Dia juga mengatakan bahwa kasus ini juga sudah ditangani Polda Riau dan pihak PT Hutahaean sudah dinyatakan sebagai tersangka, akan tetapi status tersangka tersebut menjadi mentah pasca PT Hutahaean menggugat statusnya di sidang Praperadilan di pengadilan negri pekan baru,

Pengadilan Negeri (PN) Pekanbaru mengabulkan gugatan praperadilan PT Hutahaean terkait penetapan tersangka dan kelengkapan berkas dugaan perambahan lahan di luar izin Hak Guna Usaha (HGU) di Kabupaten Rokan Hulu (Rohul).

Hakim menyatakan penetapan tersangka oleh penyidik Direktorat Reserse Kriminal Khusus (Ditreskrimsus) dan kelengkapan berkas oleh Kejaksaan Tinggi (Kejati) Riau tidak sah.
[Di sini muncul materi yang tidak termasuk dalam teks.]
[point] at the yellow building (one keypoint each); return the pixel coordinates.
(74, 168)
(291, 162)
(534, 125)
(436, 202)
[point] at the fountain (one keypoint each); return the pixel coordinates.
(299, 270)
Putusan dibacakan hakim tunggal, Martin Ginting, di PN Pekanbaru, pada hari senin (19/2/2018) sore. “Mengabulkan sebagian permohonan pemohon. Menyatakan, penyidikan termohon 1 (Polda Riau) tidak sah dan tidak berkekuatan hukum mengikat,” ujar Martin.

Dengan tidak sahnya penetapan tersangka, otomatis tindakan termohon II (Kejati Riau) yang menyatakan berkas terhadap PT Hutahaean dengan Direktur Utama, Harangan Wilmar (HW) Hutahaean juga tidak sah dan tidak punya kekuatan hukum mengikat.

Martin dalam putusannya menyebutkan tindakan termohon II, menyatakan berkas lengkap adalah tindakan yang tidak berdasarkan hukum.

Dengan putusan itu, otomatis penetapan tersangka terhadap PT Hutahaean gugur.

Dalam amarnya, Martin mengambil keputusan dengan beberapa pertimbangan. Di antaranya, ada upaya dari PT Hutahaean melakukan permohonan izin ke Kementerian Kehutanan tentang pelepasan lahan seluas 823,75 hektare di Afdeling 8, Desa Dalu-dalu, Kabupaten Rohul.

Namun permohonan itu belum dijawab oleh Kementerian Kehutanan sehingga perkara aquo belum dapat jawaban. Sesuai aturan, permohonan yang diajukan selama 60 hari tidak ada jawaban maka secara hukum permohonan dikabulkan. “Pemohon sebenarnya juga punya izin usaha perkebunan,” kata Martin.

Selain itu, pihak termohon I belum pernah melakukan pengecekan ke lahan. “Termohon 1 secara prematur menetapkan pemohon sebagai tersangka. Rangkaian penyidikan tidak sah menurut hukum. Meminta pemohon II menghentikan penuntutan terhadap pemohon,” kata Martin.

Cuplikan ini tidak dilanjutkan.